Es público y notorio, que únicamente el amor es lo que nos
transforma, porque es lo insuperable; aquello que derriba las tapias del
aislamiento egoísta, instándonos a crecer unos junto a otros, arropándonos,
injertándonos existencia. Precisamente, el continente Europeo, que debiera ser
ejemplo de unión y unidad, en ocasiones se desmorona esa estética de alianzas,
a mi juicio, por esa falta de apoyo de un espacio fraternizado. No se puede
dejar todo a la deriva del interés económico, de las finanzas. La idea
europeísta ha de ser más una construcción del espíritu humano que de los
mercados, una edificación cimentada en la solidaridad que se encuentra hoy ante
el requerimiento ineludible de una reconsideración de la ciudadanía como
partícipe de su propio destino.
Si Europa, por sí misma, nos mundializa por su diversidad
cultural; un continente tan extenso y poblado como Asia, está llamado a
propiciar climas de convivencia más allá del terror; e, igualmente, el continente
Africano, a fraternizarnos en la ilusión de crear el mundo que queremos. Si en
justicia aspiramos a una paz justa, honrosa y duradera, la mano siempre tiene
que estar extendida hacia todos los ámbitos continentales; conciliando y
reconciliando, recobrando la concordia de este mundo dispar y abandonando el
odio arcaico. Tampoco son suficientes las buenas intenciones, o circular de acá
para allá; necesitamos sentirnos acompañados los unos por los otros y, también,
acompasados los unos de los otros. Es verdad que la red digital nos lo pone más
fácil, pero podemos quedarnos en eso, en la insignificancia de una red de
hilos, ya que las personas demandamos querer y ser queridos, sentirnos junto al
corazón del análogo. En ocasiones, debemos ir más allá de lo que vemos, sobre
todo para denunciar que el planeta es para toda la humanidad, no para unos
predilectos tan solo. Entonces, nos daremos cuenta, que no se justifica que
algunos ciudadanos soporten vivir con menor dignidad que otros.
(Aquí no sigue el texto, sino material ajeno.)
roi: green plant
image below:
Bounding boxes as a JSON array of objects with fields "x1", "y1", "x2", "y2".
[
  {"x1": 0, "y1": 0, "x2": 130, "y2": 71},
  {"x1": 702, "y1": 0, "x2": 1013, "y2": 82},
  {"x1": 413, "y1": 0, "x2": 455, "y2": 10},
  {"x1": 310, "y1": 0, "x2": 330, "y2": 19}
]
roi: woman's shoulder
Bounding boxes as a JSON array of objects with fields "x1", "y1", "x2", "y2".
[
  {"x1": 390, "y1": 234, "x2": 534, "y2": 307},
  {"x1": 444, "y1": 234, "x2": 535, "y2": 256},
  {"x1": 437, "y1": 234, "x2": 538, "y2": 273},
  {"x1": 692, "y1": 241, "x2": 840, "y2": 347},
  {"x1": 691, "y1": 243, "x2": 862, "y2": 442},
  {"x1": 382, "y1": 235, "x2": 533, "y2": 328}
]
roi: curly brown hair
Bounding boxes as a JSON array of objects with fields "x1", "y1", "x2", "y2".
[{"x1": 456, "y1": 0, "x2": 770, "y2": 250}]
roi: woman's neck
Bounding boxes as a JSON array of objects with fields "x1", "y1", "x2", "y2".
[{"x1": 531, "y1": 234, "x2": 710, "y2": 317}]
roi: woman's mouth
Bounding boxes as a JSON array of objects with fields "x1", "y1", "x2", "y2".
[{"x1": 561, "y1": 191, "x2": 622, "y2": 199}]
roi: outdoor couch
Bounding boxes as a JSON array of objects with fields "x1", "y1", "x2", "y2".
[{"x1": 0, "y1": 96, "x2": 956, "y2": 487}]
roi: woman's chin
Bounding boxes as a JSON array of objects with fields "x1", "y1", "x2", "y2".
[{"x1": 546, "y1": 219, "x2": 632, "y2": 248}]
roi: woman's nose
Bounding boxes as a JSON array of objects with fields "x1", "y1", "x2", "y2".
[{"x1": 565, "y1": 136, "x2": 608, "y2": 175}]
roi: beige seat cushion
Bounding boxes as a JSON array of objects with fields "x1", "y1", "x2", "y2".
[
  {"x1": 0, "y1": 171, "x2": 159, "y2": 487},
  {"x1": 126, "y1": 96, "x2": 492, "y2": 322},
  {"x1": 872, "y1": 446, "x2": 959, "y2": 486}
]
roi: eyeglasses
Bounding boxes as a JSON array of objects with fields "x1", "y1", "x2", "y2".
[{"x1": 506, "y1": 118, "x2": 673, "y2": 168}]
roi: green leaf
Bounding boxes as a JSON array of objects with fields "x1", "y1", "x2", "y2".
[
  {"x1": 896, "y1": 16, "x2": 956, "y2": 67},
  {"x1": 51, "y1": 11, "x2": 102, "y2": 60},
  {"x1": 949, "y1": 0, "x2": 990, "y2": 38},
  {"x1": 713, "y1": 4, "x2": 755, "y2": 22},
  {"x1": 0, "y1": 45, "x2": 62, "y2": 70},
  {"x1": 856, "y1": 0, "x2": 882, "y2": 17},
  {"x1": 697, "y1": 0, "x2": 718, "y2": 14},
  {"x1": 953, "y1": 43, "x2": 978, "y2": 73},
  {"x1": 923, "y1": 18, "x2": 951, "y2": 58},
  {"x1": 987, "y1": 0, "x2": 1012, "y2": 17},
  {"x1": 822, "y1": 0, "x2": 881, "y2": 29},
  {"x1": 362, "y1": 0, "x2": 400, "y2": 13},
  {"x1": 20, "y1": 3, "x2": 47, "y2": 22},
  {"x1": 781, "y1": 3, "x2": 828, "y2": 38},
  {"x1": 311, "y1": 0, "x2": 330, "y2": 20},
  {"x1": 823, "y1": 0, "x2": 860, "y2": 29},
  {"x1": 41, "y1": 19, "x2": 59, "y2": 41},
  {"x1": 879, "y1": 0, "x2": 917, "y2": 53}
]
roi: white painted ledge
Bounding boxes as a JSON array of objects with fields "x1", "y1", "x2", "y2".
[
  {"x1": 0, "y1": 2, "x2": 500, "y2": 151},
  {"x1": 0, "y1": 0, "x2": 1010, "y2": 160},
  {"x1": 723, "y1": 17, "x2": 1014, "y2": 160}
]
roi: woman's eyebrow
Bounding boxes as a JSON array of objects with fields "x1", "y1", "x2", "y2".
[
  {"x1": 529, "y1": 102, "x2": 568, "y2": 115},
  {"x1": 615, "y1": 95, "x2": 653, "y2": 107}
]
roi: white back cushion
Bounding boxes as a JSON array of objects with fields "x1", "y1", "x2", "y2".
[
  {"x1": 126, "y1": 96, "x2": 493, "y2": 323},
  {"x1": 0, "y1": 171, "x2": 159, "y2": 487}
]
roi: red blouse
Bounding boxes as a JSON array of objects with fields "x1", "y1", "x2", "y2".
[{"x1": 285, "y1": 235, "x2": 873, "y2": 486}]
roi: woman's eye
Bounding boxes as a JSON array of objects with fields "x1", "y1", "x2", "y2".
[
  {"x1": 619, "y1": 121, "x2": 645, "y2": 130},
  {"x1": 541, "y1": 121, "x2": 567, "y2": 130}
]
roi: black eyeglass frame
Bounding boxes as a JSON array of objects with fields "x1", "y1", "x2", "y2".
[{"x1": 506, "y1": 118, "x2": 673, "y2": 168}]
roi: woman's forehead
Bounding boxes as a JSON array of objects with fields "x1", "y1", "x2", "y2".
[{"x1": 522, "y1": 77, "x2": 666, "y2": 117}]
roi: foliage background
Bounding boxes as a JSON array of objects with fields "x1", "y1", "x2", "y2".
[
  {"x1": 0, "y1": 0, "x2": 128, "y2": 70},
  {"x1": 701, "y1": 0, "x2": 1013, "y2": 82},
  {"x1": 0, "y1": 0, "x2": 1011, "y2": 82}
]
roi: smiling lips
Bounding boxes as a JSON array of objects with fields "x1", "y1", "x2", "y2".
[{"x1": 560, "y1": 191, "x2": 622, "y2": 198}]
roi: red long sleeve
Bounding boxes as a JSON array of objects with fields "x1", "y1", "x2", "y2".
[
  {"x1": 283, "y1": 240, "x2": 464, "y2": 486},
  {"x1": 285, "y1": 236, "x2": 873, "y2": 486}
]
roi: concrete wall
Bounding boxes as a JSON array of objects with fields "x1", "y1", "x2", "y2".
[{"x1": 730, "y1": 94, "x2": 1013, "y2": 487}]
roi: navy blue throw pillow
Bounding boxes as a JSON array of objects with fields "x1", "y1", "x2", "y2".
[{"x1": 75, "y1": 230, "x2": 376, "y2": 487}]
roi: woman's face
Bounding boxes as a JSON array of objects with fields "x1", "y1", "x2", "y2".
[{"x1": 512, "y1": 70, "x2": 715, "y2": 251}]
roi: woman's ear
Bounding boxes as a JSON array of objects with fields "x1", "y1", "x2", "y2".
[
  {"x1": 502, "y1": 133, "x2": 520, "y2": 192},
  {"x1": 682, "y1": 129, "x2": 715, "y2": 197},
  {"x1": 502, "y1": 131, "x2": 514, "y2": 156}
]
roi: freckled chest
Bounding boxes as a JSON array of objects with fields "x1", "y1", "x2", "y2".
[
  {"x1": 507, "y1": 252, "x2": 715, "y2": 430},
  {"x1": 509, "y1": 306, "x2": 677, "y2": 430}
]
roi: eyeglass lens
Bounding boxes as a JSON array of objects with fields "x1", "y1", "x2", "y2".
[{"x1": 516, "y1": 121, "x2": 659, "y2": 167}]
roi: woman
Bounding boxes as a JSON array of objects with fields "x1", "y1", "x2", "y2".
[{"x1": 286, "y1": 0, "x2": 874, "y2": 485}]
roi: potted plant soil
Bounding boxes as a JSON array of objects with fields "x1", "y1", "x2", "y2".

Son intensas y variadas las heridas que la humanidad se ha
hecho, y se sigue haciendo, a pesar de la formación de las nuevas generaciones.
La cultura de nuestro tiempo permanece cómodamente en su sillón de
prerrogativas, sin pensar que es el motor de acción hacia ese hombre nuevo que
no acaba de renovarse, de redimirse, de perdonarse y de mirar hacia el
horizonte de la fraternización. Hace falta salir con valentía a tomar el pulso
de la calle, a ponerse del lado del que nadie quiere ver ni oír. La humanidad
no ha aprendido aún que la guerra es una locura, y pretende avivar ciudades
inteligentes, cuando en realidad lo que hay que activar son pueblos más
humanos, urbes más compasivas. Debemos ser más que un mero dato. Olvidamos que
tenemos corazón. Que no somos piedras. Ni máquinas. Que somos útiles todos, ya
seamos niños, adultos o caminemos por el atardecer de la vida. Quizás para
entender esto, necesitemos otro ambiente más auténtico, conducido por la
veracidad, y así, poder reencontrarnos con el armónico camino de la paz. Ya se sabe,
nuestra propia vida no es aceptable a no ser que el cuerpo y el alma convivan
en buena armonía. La proximidad todo lo anima y reanima. Todo esto se
experimenta desde el respeto natural de unos hacia los otros. El acercamiento,
igualmente, todo lo tranquiliza. Nos hace falta este cultivo. Apuntémonos toda
la humanidad. Que no quede nadie sin asistir. Es nuestro derecho, y quizás
también nuestro deber, humanizarnos. O lo que es lo mismo: poetizarnos.